Trottinette électrique tout terrain : êtes-vous vraiment bien assuré ?
Avec plus de 5 millions de trottinettes électriques vendues en France depuis 2016 et un marché stabilisé autour de 609 000 unités écoulées en 2025, la mobilité douce s’est durablement installée dans les habitudes. Les modèles tout terrain, plus puissants et conçus pour les chemins accidentés, séduisent un public croissant. Mais ils soulèvent des questions d’assurance que beaucoup d’acheteurs négligent.
Une obligation légale qui ne souffre aucune exception
Quelle que soit la puissance de l’engin ou la fréquence d’utilisation, l’article L211-1 du Code des assurances impose une assurance en responsabilité civile (RC) pour toute trottinette électrique circulant sur la voie publique. Rouler sans couverture expose à une amende forfaitaire de 750 euros, pouvant être portée à 1 875 euros. Le risque financier le plus lourd reste cependant l’indemnisation des victimes : en cas d’accident responsable, le Fonds de garantie des assurances obligatoires se retourne contre le conducteur non assuré pour des sommes pouvant dépasser 100 000 euros si des blessures graves sont en jeu.

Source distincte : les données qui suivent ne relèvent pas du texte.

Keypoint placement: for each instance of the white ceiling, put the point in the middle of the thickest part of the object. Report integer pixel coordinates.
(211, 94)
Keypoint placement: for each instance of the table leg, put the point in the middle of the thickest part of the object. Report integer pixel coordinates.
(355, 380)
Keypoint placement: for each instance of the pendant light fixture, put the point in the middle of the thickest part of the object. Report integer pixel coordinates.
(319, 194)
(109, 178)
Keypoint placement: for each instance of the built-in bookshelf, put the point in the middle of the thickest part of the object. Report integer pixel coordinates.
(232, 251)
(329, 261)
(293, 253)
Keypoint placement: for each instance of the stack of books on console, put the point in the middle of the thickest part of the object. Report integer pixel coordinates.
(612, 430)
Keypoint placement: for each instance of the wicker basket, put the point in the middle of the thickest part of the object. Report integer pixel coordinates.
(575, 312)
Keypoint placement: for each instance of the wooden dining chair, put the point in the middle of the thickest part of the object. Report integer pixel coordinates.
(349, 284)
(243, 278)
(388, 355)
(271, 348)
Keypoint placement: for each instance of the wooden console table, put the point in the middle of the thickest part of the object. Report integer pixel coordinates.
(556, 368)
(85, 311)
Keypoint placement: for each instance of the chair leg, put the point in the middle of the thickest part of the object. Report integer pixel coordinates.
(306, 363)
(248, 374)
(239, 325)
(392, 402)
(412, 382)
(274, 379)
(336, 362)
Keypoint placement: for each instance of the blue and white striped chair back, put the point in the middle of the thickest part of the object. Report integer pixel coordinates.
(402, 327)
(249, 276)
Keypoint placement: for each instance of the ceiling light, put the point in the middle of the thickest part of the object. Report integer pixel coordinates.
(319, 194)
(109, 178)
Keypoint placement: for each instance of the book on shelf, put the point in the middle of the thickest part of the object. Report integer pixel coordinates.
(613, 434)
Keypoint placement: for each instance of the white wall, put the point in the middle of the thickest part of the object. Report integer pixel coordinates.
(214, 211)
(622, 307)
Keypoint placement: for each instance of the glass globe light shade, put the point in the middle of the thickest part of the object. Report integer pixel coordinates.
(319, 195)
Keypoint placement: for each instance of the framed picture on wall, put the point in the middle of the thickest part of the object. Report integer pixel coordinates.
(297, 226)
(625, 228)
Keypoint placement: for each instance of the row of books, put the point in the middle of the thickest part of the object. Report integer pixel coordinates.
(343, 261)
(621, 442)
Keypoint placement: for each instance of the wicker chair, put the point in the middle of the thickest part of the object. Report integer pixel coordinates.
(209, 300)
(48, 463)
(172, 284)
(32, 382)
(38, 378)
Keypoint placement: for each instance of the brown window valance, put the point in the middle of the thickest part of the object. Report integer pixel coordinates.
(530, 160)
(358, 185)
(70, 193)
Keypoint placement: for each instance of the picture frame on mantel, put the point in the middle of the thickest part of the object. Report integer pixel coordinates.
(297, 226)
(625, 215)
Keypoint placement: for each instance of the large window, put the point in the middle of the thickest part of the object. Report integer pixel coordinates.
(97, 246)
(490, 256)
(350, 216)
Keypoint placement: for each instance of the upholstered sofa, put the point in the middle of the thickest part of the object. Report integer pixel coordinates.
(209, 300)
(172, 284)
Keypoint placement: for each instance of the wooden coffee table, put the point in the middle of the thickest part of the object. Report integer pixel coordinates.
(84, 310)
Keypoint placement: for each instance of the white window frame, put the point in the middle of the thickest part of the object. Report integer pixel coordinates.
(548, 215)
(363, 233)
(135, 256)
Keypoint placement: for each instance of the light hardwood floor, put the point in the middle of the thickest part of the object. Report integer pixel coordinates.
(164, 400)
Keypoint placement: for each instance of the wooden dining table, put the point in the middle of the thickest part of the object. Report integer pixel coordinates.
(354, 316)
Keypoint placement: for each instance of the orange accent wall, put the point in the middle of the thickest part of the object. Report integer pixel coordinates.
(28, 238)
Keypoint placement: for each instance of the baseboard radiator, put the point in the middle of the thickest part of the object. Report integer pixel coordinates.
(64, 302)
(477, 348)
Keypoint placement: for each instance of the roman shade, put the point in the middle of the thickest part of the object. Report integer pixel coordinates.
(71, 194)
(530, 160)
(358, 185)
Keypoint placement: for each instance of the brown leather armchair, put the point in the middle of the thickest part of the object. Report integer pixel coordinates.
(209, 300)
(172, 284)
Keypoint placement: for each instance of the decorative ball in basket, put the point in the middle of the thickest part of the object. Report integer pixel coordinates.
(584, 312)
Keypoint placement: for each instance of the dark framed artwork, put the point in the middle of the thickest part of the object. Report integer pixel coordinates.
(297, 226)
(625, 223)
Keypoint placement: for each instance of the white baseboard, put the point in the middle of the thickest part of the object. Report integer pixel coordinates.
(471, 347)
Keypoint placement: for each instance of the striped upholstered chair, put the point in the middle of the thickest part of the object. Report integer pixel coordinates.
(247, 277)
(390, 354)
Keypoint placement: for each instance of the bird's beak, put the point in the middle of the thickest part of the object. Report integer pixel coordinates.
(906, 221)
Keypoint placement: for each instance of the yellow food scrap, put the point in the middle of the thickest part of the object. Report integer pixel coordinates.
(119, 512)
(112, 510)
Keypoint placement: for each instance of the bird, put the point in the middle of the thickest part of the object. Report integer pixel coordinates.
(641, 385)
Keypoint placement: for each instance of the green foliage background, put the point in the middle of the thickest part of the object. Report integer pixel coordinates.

Beaucoup pensent être couverts par leur assurance habitation. Certains contrats multirisques incluent effectivement une option NVEI, mais elle se limite presque toujours à la responsabilité civile, sans couvrir le vol ni les dommages matériels. Pour un usage régulier, cela reste insuffisant.
Les trottinettes tout terrain : des spécificités qui changent la donne
Les modèles tout terrain embarquent fréquemment des moteurs entre 500 W et 2 000 W, parfois en configuration double moteur. Si l’engin dépasse 25 km/h par construction, il sort de la catégorie EDPM et relève du régime cyclomoteur ou motocyclette : immatriculation, permis et assurance trottinette électrique spécifique deviennent obligatoires. Un point à vérifier systématiquement selon la configuration d’achat.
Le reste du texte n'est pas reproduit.